Car key crime

AA president warns police car crime conference of drivers' concerns

21 May 2009

Sixty per cent of AA members think that car crime has become more violent in recent years, according to new figures from an AA/Populus poll of 10,112 released at the International Association of Auto Theft Investigators conference on 20 May.

AA president, Edmund King, told the conference that despite the fact that vehicle crime has fallen 66% since the mid 90s that there were still almost 1.5m vehicle related thefts in 2007/08 and that car crime still accounts for 13% of all recorded crime.

AA/Populus poll results

  • 76% believe car manufacturers have improved security, but car crime still concerns them
  • 63% believe that older cars are more vulnerable to theft than newer cars
  • 56% believe that anti-theft systems, which require a retina finger-print scan in order for the car to start are a good idea
  • 65% believe that knowing that Automatic Number Plate Recognition (ANPR) cameras are used makes them feel safer

King told the conference that trends in car crime are changing. Police forces have warned the AA that high value cars are being targeted.

As these vehicles have more sophisticated security devices, immobilisers and alarms, the criminals are now increasingly targeting car keys to steal these vehicles.

Criminals target vehicles and then 'turn' the house - generally when occupiers are asleep or when they are out/away - and specifically target the keys. Often these vehicles are then parked up at a busy location such as a supermarket car park and watched. This will show if there is any police interest due to public phone calls or tracker intelligence. If they spot no police involvement then they return to the vehicle a few days later and complete their crime. Many higher end vehicles are going out the country in containers.

The advice for people with high value and performance cars is to be more vigilant. Watch where you park, where your put keys particularly if the house is empty and the vehicle parked outside. Only 17% park in a garage over night.

New trends in car crime

  • Hooking: thieves using a fishing rod or wire to hook keys through the letter box
  • Jacking: thieves target car at traffic lights, pull out driver and steal vehicle
  • Frosting: on cold, frosty mornings thieves target expensive cars left with engine running on drive-ways to defrost winscreens
  • Snatching: thieves snatch hand-bags or pick pocket to get car keys

Edmund King, AA president, said; "Despite a big drop in car crime since the mid 90s there are still more than 1.5million individuals affected each year. We have noticed a shift from the more opportunist car crime of so-called joy-riding to more sophisticated crime aimed at top of the range vehicles. The criminals now target the car keys as the weakest link in the car security chain.
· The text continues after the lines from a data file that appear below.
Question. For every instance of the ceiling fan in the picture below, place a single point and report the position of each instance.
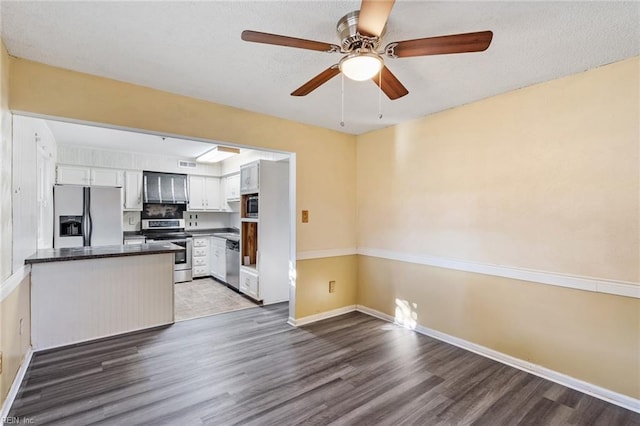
(361, 33)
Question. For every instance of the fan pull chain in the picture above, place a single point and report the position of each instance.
(342, 101)
(380, 95)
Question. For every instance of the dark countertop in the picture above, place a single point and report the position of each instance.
(83, 253)
(132, 234)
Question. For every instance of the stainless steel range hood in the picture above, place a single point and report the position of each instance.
(165, 188)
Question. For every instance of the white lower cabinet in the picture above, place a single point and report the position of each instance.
(200, 257)
(249, 283)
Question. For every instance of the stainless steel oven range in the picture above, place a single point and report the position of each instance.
(172, 231)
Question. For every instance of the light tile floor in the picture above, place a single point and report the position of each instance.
(205, 296)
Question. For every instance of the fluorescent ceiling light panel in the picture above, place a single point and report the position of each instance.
(218, 153)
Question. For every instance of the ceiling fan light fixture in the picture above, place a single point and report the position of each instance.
(217, 154)
(361, 66)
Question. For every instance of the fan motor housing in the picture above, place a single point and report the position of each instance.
(352, 40)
"Last year 15,700 cars were stolen after keys were taken in a burglary and 2,900 cars stolen after keys talken in muggings, pick pockets or car jacking. The AA advises all car drivers to treat their car keys like cash - guard and protect your keys to keep hold of your car."

Other speakers at the IAATI conference at Stonleigh Park, Warwickshire on 20/21 May 2009 included motoring journalist Quentin Wilson and ex-Liverpool FC defender, Phil Neal.